5. The method according to claim 3, characterized in that: The roller recognition model adopts the YOLOv8 model.
6. The method according to claim 1, characterized in that The step of judging whether the position of the conveyor belt is abnormal according to the number and area of the first identification frame and the second identification frame includes: Determine whether the number and area of the first identification box and the second identification box meet a determination condition, wherein the determination condition includes that the number of the first identification boxes is less than a first number threshold, the average area of the first identification boxes is less than the first area threshold, the number of the second identification boxes is greater than a second number threshold, and the average area of the second identification boxes is greater than the second area threshold, or the number of the second identification boxes is less than the first number threshold, the average area of the second identification boxes is less than the first area threshold, the number of the first identification boxes is greater than the second number threshold, and the average area of the first identification boxes is greater than the second area threshold; If so, it is determined that there is an abnormality in the position of the conveyor belt.
7. The method according to claim 6, characterized in that The operation image includes a plurality of operation images taken continuously, and judging whether the position of the conveyor belt is abnormal according to the number and area of the first identification frame and the second identification frame includes: Determine whether the number and area of the first identification frame and the second identification frame in each of the plurality of operation images meet the determination condition; If so, it is determined that there is an abnormality in the position of the conveyor belt.

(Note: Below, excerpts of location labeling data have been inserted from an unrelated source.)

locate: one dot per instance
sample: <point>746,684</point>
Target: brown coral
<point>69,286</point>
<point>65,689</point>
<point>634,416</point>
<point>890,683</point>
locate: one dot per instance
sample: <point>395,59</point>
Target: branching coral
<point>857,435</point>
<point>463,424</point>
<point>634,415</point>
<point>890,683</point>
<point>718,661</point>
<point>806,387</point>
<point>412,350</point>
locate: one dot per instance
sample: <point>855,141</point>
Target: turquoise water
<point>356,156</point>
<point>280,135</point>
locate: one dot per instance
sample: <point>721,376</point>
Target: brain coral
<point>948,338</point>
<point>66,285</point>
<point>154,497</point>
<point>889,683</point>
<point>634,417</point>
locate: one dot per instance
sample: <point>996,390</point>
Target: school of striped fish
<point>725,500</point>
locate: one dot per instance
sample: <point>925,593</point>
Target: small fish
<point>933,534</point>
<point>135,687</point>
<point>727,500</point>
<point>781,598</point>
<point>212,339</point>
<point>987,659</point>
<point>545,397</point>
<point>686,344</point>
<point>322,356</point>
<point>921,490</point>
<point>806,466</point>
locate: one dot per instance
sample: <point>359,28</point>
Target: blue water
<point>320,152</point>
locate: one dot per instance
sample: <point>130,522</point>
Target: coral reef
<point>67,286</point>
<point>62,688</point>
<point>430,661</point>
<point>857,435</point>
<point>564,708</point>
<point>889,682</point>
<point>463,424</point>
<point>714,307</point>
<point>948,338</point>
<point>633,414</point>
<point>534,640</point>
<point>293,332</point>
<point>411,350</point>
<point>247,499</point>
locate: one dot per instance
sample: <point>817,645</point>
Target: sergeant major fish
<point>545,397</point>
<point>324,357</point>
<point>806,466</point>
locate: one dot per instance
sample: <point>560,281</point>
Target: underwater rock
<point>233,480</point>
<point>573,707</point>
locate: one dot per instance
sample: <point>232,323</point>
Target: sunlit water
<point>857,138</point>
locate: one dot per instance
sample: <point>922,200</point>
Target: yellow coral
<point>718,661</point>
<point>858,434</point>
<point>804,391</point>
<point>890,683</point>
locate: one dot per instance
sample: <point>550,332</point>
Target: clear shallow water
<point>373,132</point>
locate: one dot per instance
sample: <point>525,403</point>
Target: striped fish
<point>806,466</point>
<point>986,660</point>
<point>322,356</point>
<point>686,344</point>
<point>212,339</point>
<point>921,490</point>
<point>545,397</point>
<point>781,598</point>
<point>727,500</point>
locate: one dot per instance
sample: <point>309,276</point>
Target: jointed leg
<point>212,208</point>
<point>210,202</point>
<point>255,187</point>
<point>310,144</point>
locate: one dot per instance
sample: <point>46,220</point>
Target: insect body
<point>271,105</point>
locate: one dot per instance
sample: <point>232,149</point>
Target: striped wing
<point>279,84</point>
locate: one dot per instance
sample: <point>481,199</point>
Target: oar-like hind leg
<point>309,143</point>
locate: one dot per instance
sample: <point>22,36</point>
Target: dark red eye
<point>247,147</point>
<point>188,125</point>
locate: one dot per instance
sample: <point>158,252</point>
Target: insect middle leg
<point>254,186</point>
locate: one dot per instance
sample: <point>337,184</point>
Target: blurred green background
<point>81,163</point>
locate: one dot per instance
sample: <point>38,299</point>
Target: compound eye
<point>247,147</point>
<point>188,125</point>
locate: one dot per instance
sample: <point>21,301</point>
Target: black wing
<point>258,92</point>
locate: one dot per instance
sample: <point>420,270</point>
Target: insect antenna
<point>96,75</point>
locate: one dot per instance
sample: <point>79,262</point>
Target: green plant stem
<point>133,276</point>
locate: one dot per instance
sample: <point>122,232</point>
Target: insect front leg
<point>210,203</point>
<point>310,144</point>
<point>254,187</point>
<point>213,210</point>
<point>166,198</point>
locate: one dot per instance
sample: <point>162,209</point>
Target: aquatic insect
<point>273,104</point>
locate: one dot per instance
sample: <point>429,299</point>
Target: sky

8. A conveyor belt position abnormality detection device, characterized in that: The device comprises: An acquisition module, used for acquiring a running image of the conveyor belt; an identification module, configured to identify the rollers exposed on both sides of the conveyor belt from the running image, and obtain identification frames, wherein each of the identification frames includes an image of the roller, the identification frame located on the first side of the conveyor belt is a first identification frame, and the identification frame located on the second side of the conveyor belt is a second identification frame; The judging module is used to judge whether the position of the conveyor belt is abnormal according to the number and area of the first identification frame and the second identification frame.
9. A computing device, characterized in that The computing device includes a processor and a memory, wherein the processor is used to execute a computer program stored in the memory to implement the conveyor belt position abnormality detection method according to any one of claims 1 to 7.
10. A computer-readable storage medium, characterized in that: The computer-readable storage medium stores a computer program for executing the conveyor belt position abnormality detection method according to any one of claims 1 to 7.